Correct utilisation of CUDA kernel for simulations

Ludovic_Dumoulin · February 7, 2024, 4:07pm

Hello,

I am new to julia and GPU computing, before today I didn’t care about optimisation (it was fast enough for me).

I use this kind of CUDA kernel (example for 2D diffusion using finite difference with euler forward):

using CUDA

function kernel_diff!(ρ_new, ρ, D, Nx, Nz)
    i = (blockIdx().x - 1) * blockDim().x + threadIdx().x
    j = (blockIdx().y - 1) * blockDim().y + threadIdx().y
    if i <= Nx && j <= Nz
        i_ = mod(i-1,1:Nx); ip = mod(i+1,1:Nx)
        jm = mod(j-1,1:Nz); jp = mod(j+1,1:Nz)
        @inbounds ρ_new[i,j] = ρ[i,j] + D*(ρ[i_,j]+ρ[ip,j]+ρ[i,jm]+ρ[i,jp]-4*ρ[i,j])
    end
    return nothing
end

function diffusion!(ρ, D, Nt)
    Nx, Nz = size(ρ)
    WrapsT = 16
    Bx = ceil(Int, Nx/WrapsT)
    Bz = ceil(Int, Nz/WrapsT)
    block_dim = (WrapsT, WrapsT)
    grid_dim = (Bx, Bz)
    ρ_new = similar(ρ)
    for i=1:Nt
        @cuda threads = block_dim blocks = grid_dim kernel_diff!(ρ_new, ρ, D, Nx, Nz)
        ρ_new = ρ
    end
end

ρ = CUDA.rand(Float64, 1000, 1000)
D = 1e-3
Nt = 2e7

@CUDA.time CUDA.@sync diffusion!(ρ, D, Nt)

When I see the number of CPU allocations, i am wondering if i am doing things correctly.

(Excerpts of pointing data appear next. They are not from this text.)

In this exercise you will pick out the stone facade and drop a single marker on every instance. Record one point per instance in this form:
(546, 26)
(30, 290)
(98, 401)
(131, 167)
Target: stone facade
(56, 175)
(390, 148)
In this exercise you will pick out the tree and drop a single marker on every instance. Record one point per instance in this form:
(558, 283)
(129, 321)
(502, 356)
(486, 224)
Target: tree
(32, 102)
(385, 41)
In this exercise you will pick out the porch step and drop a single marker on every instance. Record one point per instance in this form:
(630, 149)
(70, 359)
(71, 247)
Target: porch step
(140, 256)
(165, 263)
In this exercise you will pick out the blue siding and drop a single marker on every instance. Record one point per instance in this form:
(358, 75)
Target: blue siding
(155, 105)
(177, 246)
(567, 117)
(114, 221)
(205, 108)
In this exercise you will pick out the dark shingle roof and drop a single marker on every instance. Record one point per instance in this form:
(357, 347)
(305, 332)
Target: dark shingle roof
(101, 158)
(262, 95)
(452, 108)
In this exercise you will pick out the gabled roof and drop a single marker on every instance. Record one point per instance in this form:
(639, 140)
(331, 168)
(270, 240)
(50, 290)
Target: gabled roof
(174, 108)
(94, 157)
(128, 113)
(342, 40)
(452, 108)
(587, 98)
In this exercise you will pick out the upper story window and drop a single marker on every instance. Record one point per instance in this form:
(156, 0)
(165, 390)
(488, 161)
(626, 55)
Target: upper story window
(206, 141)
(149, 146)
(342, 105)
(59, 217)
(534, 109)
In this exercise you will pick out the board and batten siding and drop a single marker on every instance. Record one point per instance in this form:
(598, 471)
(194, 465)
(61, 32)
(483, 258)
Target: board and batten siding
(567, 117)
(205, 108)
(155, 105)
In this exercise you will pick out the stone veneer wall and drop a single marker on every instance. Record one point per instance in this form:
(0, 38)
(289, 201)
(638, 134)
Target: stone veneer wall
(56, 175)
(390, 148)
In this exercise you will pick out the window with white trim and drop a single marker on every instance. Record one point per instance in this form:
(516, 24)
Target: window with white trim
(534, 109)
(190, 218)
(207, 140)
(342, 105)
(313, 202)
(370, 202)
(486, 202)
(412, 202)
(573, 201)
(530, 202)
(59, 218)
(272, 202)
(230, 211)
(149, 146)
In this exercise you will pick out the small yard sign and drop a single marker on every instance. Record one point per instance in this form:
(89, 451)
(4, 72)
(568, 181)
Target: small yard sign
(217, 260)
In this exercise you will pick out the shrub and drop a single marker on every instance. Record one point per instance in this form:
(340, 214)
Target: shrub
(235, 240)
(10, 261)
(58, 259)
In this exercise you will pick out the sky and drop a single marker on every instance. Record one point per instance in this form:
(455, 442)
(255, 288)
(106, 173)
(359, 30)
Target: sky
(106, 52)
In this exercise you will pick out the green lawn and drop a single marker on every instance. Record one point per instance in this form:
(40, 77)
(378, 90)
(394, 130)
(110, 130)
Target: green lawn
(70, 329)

What would I need to change to make it correct ?

Thank you for your help,

Best

PS : I know that there better way to solve diffusion problem, but I use way more complicated kernel to solve more complicated problem with complex boundary conditions. Diffusion is just an example here.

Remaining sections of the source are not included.